The Governor was speaking at a book-reading, where celebrated Kenyan writer, poet and Standard Group journalist Tony Mochama released his new book, “Political Party After Political Party”, a novel that dives deep into the political history of Kenya.
“I remember writing about post- colonial imperialism and cultural imperialism that we face. We are tackling this issue of tribalism on our country, for example, that was brought to us as a divide and rule mechanism that seemed to work strongly for a lot of people,” Mutua said, speaking about his early friendship with Mochama as a young journalist years back.
“If you look at Uhuru Kenyatta, he is the son of Jomo Kenyatta. Raila Odinga is the son of Jaramogi Odinga, Musalia Mudavadi is the son of Moses Mudavadi - so who is an ordinary civilian’s father? Does that mean that Kenya is only for a few of us?” said Mutua.
The Governor added that the country is struggling with tribalism that is leaving the masses poor, using his own humble background and upbringing as an example.
“I had been at home because I could not afford Secondary School fees, until I was lucky enough to get a sponsorship. I even got a chance to go to University in the United States, despite the fact that I could not even afford a ticket,” said Mutua.
Mutua’s remarks come amid ongoing rhetoric from Deputy President William Ruto which has called on the common mwananchi- a group that Ruto calls hustlers to oppose political dynasties.

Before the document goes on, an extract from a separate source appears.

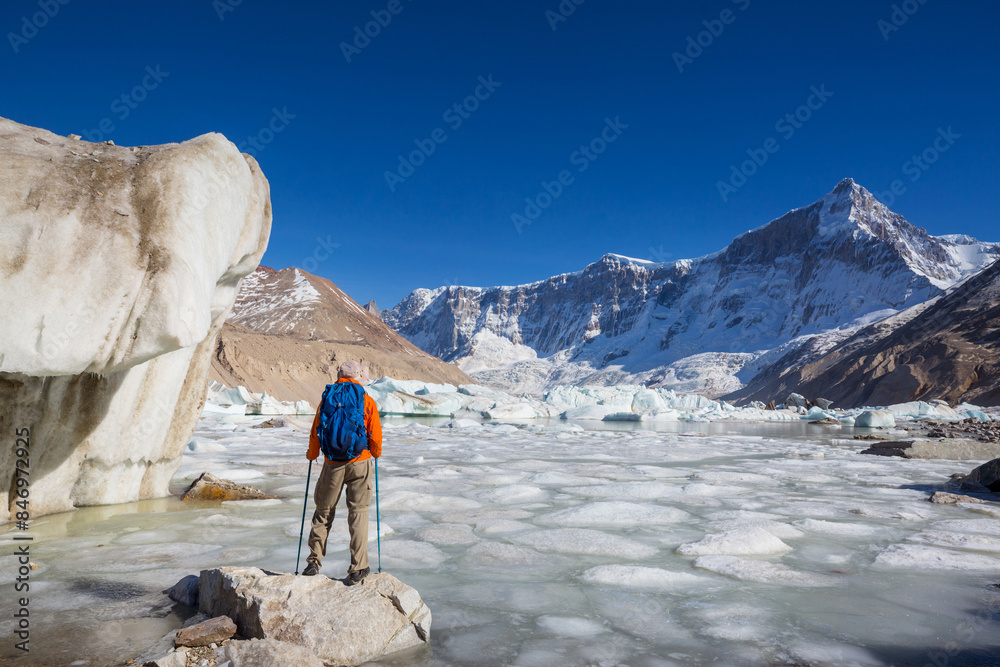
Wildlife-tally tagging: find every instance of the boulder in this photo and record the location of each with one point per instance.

Mutua added that while studying abroad, he began to compare the States with the struggle his home country was facing, and how crippling the mental state of Kenyans has been to their progress.
Mochama’s book was described as bursting with rhyme, a description of the changing nature and reality of political power in Kenya.

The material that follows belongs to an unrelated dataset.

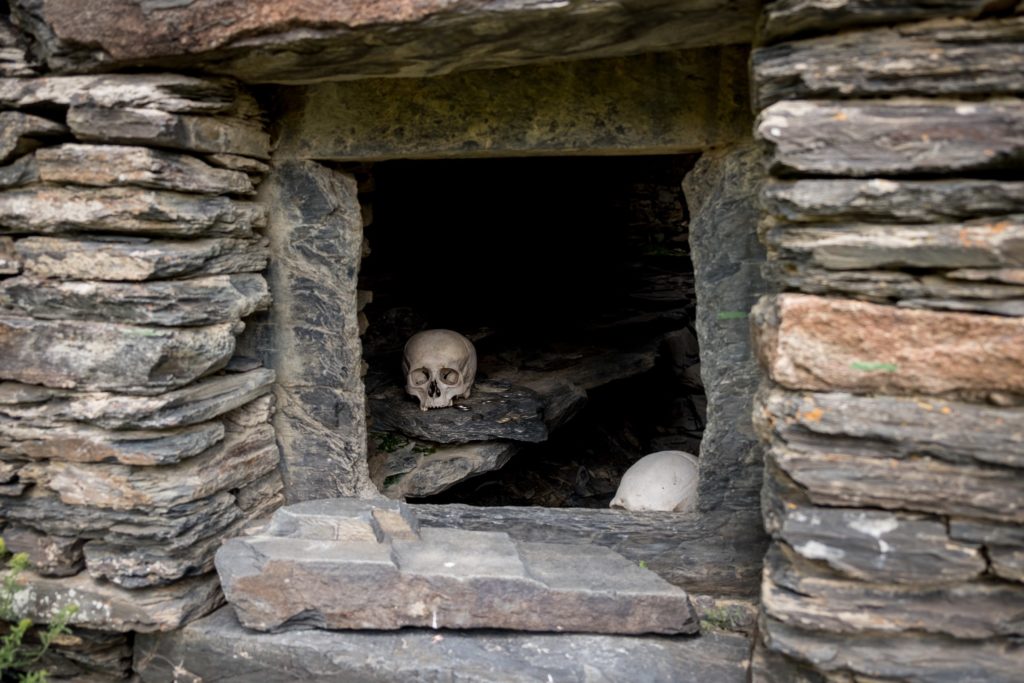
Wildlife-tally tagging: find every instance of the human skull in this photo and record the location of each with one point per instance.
(439, 366)
(665, 481)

“The rhyme is evident throughout the book, right from the titles like that on chapter seven which reads, ‘there is always defiance with Rainbow Alliance’,” read in part a bio on the writer.
“Following Kenneth Matiba’s resignation from the cabinet and expulsion from the ruling KANU party in January 1989, the ex-minister had developed a strategy to challenge KANU’s monopoly on political power. Despite his expulsion, Matiba and his allies continued to control the Murang’a KANU branch, harassing the secretary general, his long term rival,” read in part an excerpt from the book, which went on to narrate the rise of prominent politicians, including Charles Njonjo and Paul Muite.
Nelson Havi, the Law Society of Kenya president, who attended the reading held at the residence of the Kingdom of Morocco in Gigiri, condemned the mindset where Kenyans will ask each other, ‘who is your father/mother’.
“There are different names in the various ethnic languages for a person whose parents is not known. But what is truly definitive in one’s life is the mark you leave behind. If you are determined, you can pull yourself out of poverty,” said Havi.
The book launch was hosted by the Ambassador of Morocco, El Mokhtar Ghambou, who praised the culture of reading and writing books in order to tell stories and keep records of our history as a people.
“The first duty that African writers have is to re-write the Western Narrative that is already well known,” said Ghambou.
Mochama’s writing has previously been praised as having a “pen that can give even the mundane an interesting sheen.”
“Mochama’s sharp, sometimes dark humour makes the book such an enjoyable read,” reads in part a review of his 2013 book “Meet The Omtitas”, noting that the author is a two-time Burt Award Winner.
The literary session was also attended by Ambassador of Democratic Republic of Congo and Tanzania.